Calibration and uncertainty analyses of the simulation results from the model were performed using Sequential Uncertainty Fitting Version 2 (SUFI2 ) in the SWAT calibration and uncertainty program (SWAT-CUP) (Abbaspour et al ., 2015). According to previous studies on hydrological modeling in alpine basins (Bhatta et al ., 2019; Mengyaun et al , 2019; Shuai et al ., 2019; Zhenchunet al ., 2013), 30 sensitive parameters were initially selected. Sixteen parameters with the highest sensitivity were then selected using the Latin hypercube and one-factor-at-a-time sampling (LH-OAT) method for calibration (Table 5 ). Due to limitations of space, we do not present any analysis of the calibration parameters. According to Abbaspour (2015), the model was calibrated using three iterations with 400 simulations (necessitating a total of 1200 simulations during calibration) using the Nash-Sutcliffe Efficiency (NSE) (Nash and Sutcliffe, 1970) and coefficient of determination (R 2) as the objective function. The range of each parameter was modified after each iteration, according to both new parameters suggested by SWAT-CUP and their reasonable physical ranges. The criteria proposed by Moriasi et al (2015) was adopted to classify model performance into the respective categories, “very good” (NSE > 0.80; PBIAS < ±5%), “good” (0.70 < NSE ≤ 0.80; ±5% ≤ PBIAS < ±10%), “satisfactory” (0.50 < NSE ≤ 0.70; ±10% ≤ PBIAS < ±15%), and “unsatisfactory” (NSE ≤ 0.50; PBIAS ≥ ±15%).

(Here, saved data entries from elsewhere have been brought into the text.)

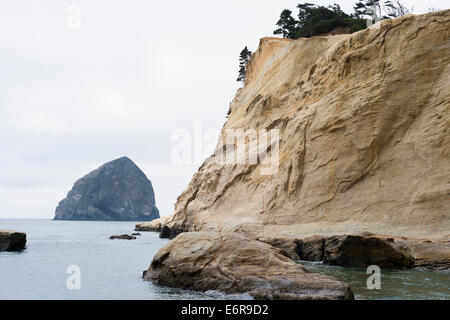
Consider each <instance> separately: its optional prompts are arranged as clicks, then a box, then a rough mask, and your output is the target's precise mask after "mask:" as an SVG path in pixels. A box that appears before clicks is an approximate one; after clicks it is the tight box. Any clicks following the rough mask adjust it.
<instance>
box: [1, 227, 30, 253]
mask: <svg viewBox="0 0 450 320" xmlns="http://www.w3.org/2000/svg"><path fill="white" fill-rule="evenodd" d="M26 243H27V235H26V233H24V232H16V231H10V230H0V251H21V250H23V249H25V245H26Z"/></svg>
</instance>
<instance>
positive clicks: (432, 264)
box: [396, 237, 450, 270]
mask: <svg viewBox="0 0 450 320" xmlns="http://www.w3.org/2000/svg"><path fill="white" fill-rule="evenodd" d="M396 241H397V240H396ZM399 242H400V243H401V244H402V245H404V246H406V247H407V248H408V250H409V252H410V253H411V255H412V256H413V258H414V267H415V268H417V269H430V270H450V239H449V237H447V239H442V240H440V241H431V240H425V241H424V240H418V239H415V240H411V239H410V240H400V241H399Z"/></svg>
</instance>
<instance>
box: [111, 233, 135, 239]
mask: <svg viewBox="0 0 450 320" xmlns="http://www.w3.org/2000/svg"><path fill="white" fill-rule="evenodd" d="M109 239H110V240H115V239H118V240H136V237H135V236H130V235H128V234H123V235H121V236H111V237H109Z"/></svg>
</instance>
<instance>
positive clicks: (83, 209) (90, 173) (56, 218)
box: [55, 157, 159, 221]
mask: <svg viewBox="0 0 450 320" xmlns="http://www.w3.org/2000/svg"><path fill="white" fill-rule="evenodd" d="M156 218H159V211H158V209H157V208H156V206H155V194H154V191H153V187H152V184H151V182H150V180H148V178H147V177H146V176H145V174H144V173H143V172H142V171H141V170H140V169H139V168H138V166H137V165H136V164H134V162H133V161H131V160H130V159H128V158H127V157H123V158H120V159H117V160H114V161H111V162H108V163H106V164H104V165H102V166H101V167H100V168H98V169H97V170H94V171H92V172H91V173H89V174H88V175H86V176H84V177H83V178H81V179H80V180H78V181H77V182H76V183H75V185H74V186H73V188H72V190H71V191H70V192H69V193H68V195H67V197H66V198H65V199H64V200H62V201H61V202H60V203H59V205H58V207H57V208H56V214H55V220H81V221H83V220H84V221H151V220H153V219H156Z"/></svg>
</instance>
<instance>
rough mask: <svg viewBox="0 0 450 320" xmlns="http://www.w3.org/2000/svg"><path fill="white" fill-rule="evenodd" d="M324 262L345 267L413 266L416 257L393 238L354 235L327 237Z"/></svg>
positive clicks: (386, 267)
mask: <svg viewBox="0 0 450 320" xmlns="http://www.w3.org/2000/svg"><path fill="white" fill-rule="evenodd" d="M323 261H324V263H327V264H330V265H337V266H345V267H367V266H370V265H377V266H379V267H380V268H400V269H404V268H411V267H413V265H414V259H413V257H412V256H411V254H409V252H408V250H407V248H405V247H404V246H402V245H400V244H398V243H395V241H394V240H393V239H382V238H377V237H363V236H354V235H343V236H333V237H329V238H326V239H325V250H324V257H323Z"/></svg>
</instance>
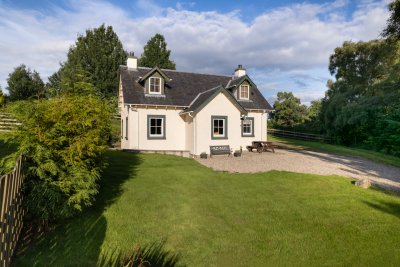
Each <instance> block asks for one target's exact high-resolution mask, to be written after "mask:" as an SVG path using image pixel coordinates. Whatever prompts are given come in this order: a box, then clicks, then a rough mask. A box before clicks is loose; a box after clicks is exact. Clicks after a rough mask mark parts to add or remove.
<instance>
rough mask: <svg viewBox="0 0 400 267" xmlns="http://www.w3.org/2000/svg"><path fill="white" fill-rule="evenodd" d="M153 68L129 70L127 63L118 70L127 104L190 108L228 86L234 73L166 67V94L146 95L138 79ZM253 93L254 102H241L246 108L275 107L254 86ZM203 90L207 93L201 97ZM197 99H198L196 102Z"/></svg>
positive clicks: (130, 69)
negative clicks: (172, 68) (185, 71)
mask: <svg viewBox="0 0 400 267" xmlns="http://www.w3.org/2000/svg"><path fill="white" fill-rule="evenodd" d="M152 70H153V69H150V68H143V67H139V68H138V69H128V68H127V67H126V66H121V67H120V70H119V73H120V77H121V82H122V88H123V97H124V103H126V104H147V105H160V106H161V105H168V106H180V107H189V106H190V105H191V104H195V103H196V105H197V104H198V103H200V102H199V101H201V99H204V101H206V99H208V98H207V95H208V94H206V93H204V92H206V91H208V90H210V89H212V88H216V87H219V86H222V87H224V88H225V87H226V86H227V85H228V83H229V81H231V80H232V77H231V76H223V75H211V74H198V73H189V72H179V71H173V70H164V69H163V70H161V71H162V72H163V73H164V74H165V75H166V76H168V77H169V78H170V80H169V81H167V82H166V83H165V87H164V94H165V95H161V96H160V95H146V94H145V88H144V86H143V85H142V83H140V82H139V80H140V79H141V78H142V77H145V76H146V75H147V74H148V73H149V72H150V71H152ZM251 92H252V93H251V97H250V98H251V99H252V101H238V102H239V103H240V104H241V105H242V106H243V107H244V108H245V109H268V110H272V108H271V106H270V105H269V103H268V102H267V100H265V98H264V97H263V95H262V94H261V93H260V91H259V90H258V89H257V87H255V86H252V88H251ZM200 93H204V94H201V96H199V94H200ZM198 96H199V97H198ZM196 97H198V99H196ZM208 97H209V96H208ZM195 99H196V101H193V100H195ZM192 102H194V103H192Z"/></svg>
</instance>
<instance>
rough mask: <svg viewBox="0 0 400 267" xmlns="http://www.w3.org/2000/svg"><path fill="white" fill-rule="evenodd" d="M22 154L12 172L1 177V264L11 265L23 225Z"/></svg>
mask: <svg viewBox="0 0 400 267" xmlns="http://www.w3.org/2000/svg"><path fill="white" fill-rule="evenodd" d="M22 159H23V158H22V156H20V157H19V158H18V160H17V162H16V164H15V167H14V170H13V171H12V173H10V174H7V175H4V176H2V177H0V197H1V205H0V241H1V243H0V266H9V265H10V262H11V257H12V255H13V253H14V251H15V247H16V245H17V241H18V237H19V234H20V233H21V230H22V226H23V214H24V211H23V207H22V205H21V201H22V192H21V189H22V184H23V178H24V175H23V172H22V165H23V161H22Z"/></svg>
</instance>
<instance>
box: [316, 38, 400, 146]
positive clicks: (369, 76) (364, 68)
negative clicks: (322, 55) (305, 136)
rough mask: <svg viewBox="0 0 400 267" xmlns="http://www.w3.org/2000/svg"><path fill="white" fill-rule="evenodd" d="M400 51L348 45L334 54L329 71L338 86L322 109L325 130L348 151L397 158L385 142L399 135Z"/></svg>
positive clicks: (322, 118)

3.4 Precipitation data pre-processing

Before modeling, we preprocessed the precipitation data:
(1) The numbers of grids or stations with precipitation products of TRMM, IMERG, CMADS, and CFSR located in the YRSR are 200, 1027, 198, and 122, respectively. Considering that SWAT only uses data from the one weather station closest to the centroid of the sub-basin (Masih et al ., 2011; Villarán, 2014). It is impractical to divide the watershed into 1027 sub-watersheds and correspond thereto on a one-by-one basis. Therefore, virtual weather stations were constructed for each sub-basin (Ruan et al ., 2017; Tuoet al ., 2016). The specific methods are as follows:
(2) Considering that the starting period of SWAT-CUP calibration must be a whole year, the periods of coincidence of CMADS (1 January 2008 to 31 December 2016) and CFSR (1 January 1974 to 31 December 2014) data are only six years (1 January 2008 to 31 December 2013), deducting the warm-up period of the SWAT model (12 years), the final simulation time will be shorter (45 years), which does not reflect the quality of the data. Therefore, we added meteorological data from 1 January 2008 to 31 December 2010 and 1 January 2006 to 31 December 2007 for the warm-up of the SWAT model, so that the data time-span used for the simulation becomes six years (1 January 2008 to 31 December 2013).